Le 23 janvier 2008, la question était:
Qu’est-ce qui empêche le dialogue entre le Hamas et l’Autorité palestinienne ?
• L’intervention étrangère
• La poursuite de la mainmise sur la bande de Gaza par le Hamas
• La non-reconnaissance des résultats des législatives par l’Autorité palestinienne
Au 25 janvier, à la mi-journée, près de 20 000 internautes avaient répondu à la question. Plus de 43 % des répondants estimaient que l’intervention étrangère empêchait le dialogue entre les deux parties. Près de 48 % considéraient que la non-reconnaissance des résultats des législatives par l’Autorité palestinienne (qui ont consacré la victoire du Hamas en 2006) constituait le blocage, tandis que plus de 8 % considéraient que la mainmise du Hamas sur la bande de Gaza bloquait le dialogue. La question a été maintenue sur le site du 23 au 26 janvier.

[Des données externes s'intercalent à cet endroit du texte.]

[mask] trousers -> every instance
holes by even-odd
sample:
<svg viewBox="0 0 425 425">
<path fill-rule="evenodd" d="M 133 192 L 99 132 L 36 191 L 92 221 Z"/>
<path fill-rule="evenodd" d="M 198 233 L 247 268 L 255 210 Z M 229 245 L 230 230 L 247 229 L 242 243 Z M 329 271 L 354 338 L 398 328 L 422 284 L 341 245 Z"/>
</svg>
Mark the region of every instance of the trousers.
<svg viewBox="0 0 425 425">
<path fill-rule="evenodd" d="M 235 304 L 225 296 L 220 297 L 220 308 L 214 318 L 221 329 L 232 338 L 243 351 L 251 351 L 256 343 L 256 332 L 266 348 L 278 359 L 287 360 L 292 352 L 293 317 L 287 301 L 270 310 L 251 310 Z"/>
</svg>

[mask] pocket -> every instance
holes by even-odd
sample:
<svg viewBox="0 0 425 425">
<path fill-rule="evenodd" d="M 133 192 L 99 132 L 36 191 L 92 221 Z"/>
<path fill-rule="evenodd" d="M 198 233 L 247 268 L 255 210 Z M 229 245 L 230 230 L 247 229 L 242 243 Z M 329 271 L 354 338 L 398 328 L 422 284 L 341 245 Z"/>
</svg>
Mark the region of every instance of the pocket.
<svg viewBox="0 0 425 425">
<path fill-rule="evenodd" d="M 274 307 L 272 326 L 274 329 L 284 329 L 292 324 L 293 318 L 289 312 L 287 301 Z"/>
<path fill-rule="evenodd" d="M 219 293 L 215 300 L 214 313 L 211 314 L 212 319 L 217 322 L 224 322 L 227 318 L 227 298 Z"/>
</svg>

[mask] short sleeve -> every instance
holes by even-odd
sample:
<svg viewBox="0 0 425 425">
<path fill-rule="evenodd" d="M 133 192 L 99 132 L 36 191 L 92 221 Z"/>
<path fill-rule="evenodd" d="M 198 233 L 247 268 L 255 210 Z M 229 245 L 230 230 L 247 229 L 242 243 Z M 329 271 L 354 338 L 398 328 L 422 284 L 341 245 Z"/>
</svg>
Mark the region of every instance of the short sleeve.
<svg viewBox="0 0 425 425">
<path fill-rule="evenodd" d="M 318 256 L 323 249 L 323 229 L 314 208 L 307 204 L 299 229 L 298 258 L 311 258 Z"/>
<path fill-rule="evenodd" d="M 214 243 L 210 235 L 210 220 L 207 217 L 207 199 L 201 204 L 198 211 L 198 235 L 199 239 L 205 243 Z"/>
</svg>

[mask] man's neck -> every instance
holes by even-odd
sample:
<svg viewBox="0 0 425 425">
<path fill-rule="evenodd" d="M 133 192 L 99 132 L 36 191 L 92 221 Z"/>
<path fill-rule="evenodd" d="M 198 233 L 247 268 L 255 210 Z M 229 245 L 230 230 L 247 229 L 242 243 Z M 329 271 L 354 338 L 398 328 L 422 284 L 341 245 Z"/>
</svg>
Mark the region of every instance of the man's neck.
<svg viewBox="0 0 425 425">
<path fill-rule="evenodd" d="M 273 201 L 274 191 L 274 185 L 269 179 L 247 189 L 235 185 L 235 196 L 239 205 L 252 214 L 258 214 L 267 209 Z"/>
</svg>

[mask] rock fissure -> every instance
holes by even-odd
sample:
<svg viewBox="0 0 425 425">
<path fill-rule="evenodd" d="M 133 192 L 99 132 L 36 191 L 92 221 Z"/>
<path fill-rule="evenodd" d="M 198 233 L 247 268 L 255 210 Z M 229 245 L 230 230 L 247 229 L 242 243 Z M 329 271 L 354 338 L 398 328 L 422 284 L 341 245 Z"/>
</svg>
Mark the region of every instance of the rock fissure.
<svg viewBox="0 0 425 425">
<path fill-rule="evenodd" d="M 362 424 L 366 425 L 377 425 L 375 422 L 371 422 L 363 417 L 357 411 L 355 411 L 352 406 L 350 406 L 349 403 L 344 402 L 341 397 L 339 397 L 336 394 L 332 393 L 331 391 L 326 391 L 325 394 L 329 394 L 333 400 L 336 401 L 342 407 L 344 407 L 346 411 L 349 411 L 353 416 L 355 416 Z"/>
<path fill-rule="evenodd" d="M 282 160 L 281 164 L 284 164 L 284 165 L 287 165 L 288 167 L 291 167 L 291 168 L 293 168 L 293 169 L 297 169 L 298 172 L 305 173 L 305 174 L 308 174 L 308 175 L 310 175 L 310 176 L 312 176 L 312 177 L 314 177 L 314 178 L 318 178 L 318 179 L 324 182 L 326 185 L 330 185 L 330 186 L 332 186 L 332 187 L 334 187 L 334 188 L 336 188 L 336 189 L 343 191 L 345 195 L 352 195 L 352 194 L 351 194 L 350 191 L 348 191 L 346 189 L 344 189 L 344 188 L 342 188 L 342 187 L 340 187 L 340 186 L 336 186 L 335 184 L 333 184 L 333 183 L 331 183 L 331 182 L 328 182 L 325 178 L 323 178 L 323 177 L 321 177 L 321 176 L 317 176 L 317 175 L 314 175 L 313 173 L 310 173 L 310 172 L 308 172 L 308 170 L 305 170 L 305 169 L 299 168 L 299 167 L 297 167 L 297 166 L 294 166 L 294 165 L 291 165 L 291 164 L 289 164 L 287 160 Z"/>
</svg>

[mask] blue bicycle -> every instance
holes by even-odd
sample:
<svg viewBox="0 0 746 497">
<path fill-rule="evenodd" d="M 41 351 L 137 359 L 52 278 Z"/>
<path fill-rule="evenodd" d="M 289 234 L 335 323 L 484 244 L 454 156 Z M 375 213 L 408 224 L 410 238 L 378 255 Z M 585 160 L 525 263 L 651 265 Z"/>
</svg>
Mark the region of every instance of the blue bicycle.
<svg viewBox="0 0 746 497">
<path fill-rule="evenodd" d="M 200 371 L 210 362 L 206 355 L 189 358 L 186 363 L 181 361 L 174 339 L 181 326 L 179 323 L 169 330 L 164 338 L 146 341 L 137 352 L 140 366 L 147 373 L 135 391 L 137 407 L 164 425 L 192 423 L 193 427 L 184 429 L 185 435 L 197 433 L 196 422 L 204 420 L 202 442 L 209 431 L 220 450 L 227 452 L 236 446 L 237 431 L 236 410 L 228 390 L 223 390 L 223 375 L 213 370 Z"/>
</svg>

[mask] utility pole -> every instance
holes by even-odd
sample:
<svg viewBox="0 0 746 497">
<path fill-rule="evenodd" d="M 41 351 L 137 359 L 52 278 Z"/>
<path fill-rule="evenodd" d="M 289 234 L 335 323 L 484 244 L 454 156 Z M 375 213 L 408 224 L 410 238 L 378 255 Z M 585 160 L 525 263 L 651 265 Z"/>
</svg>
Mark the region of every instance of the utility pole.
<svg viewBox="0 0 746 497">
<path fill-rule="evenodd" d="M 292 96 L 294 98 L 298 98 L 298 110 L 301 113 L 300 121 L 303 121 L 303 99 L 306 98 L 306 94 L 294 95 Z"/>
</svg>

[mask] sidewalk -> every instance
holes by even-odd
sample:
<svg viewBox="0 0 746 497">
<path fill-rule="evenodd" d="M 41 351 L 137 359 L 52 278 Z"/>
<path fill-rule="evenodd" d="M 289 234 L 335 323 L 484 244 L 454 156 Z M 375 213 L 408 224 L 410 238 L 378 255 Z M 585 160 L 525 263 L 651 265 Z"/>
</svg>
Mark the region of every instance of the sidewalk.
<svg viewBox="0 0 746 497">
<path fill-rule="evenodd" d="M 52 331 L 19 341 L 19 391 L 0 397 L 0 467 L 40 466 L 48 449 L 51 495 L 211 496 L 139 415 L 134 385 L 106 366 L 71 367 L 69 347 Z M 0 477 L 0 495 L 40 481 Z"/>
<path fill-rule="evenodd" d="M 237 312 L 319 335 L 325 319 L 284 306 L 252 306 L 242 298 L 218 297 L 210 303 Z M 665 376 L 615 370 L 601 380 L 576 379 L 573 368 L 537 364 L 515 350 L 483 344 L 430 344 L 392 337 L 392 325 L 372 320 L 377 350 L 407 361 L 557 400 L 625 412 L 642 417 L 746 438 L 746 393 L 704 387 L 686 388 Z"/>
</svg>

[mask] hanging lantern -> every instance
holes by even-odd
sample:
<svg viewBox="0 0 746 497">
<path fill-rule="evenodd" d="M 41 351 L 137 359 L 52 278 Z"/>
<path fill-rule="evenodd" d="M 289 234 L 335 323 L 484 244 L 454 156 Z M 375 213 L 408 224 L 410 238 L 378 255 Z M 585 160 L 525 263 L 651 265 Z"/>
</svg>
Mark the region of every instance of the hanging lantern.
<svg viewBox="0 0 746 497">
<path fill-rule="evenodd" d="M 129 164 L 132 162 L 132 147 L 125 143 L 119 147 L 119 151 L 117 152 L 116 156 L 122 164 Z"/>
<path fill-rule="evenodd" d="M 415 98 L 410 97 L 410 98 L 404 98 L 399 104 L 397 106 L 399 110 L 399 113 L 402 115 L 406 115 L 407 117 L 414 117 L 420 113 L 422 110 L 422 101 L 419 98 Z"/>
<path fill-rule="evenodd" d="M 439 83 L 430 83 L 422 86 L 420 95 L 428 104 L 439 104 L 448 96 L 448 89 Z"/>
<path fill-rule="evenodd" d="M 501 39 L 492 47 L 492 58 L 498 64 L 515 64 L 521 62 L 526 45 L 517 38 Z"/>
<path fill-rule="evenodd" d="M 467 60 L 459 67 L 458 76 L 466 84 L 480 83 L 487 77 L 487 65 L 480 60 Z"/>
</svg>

Autre question du site Al-Jazira, le 1er février:
À qui incombe la responsabilité d’un million de morts irakiens ces quatre dernières années ?
• À la présence américaine
• Aux différends entre les Irakiens
La réponse est sans équivoque: 85 % attribuent la responsabilité à la présence américaine et 15 %, aux différends entre les Irakiens. Pour cette question, il y a eu plus de 3500 réponses en fin de journée.
Les réponses des internautes, même si elles ne représentent pas l’opinion arabe dans sa globalité et qu’il ne s’agit pas de sondages scientifiques, montrent du moins qu’il y a un décalage entre les populations et leurs gouvernements. Dans le conflit qui oppose le Hamas et l’Autorité palestinienne, les gouvernements arabes se sont rangés derrière l’Autorité palestinienne. Par ailleurs, le nombre important des réponses illustre l’intérêt que portent les citoyens de cette région aux questions palestinienne et irakienne.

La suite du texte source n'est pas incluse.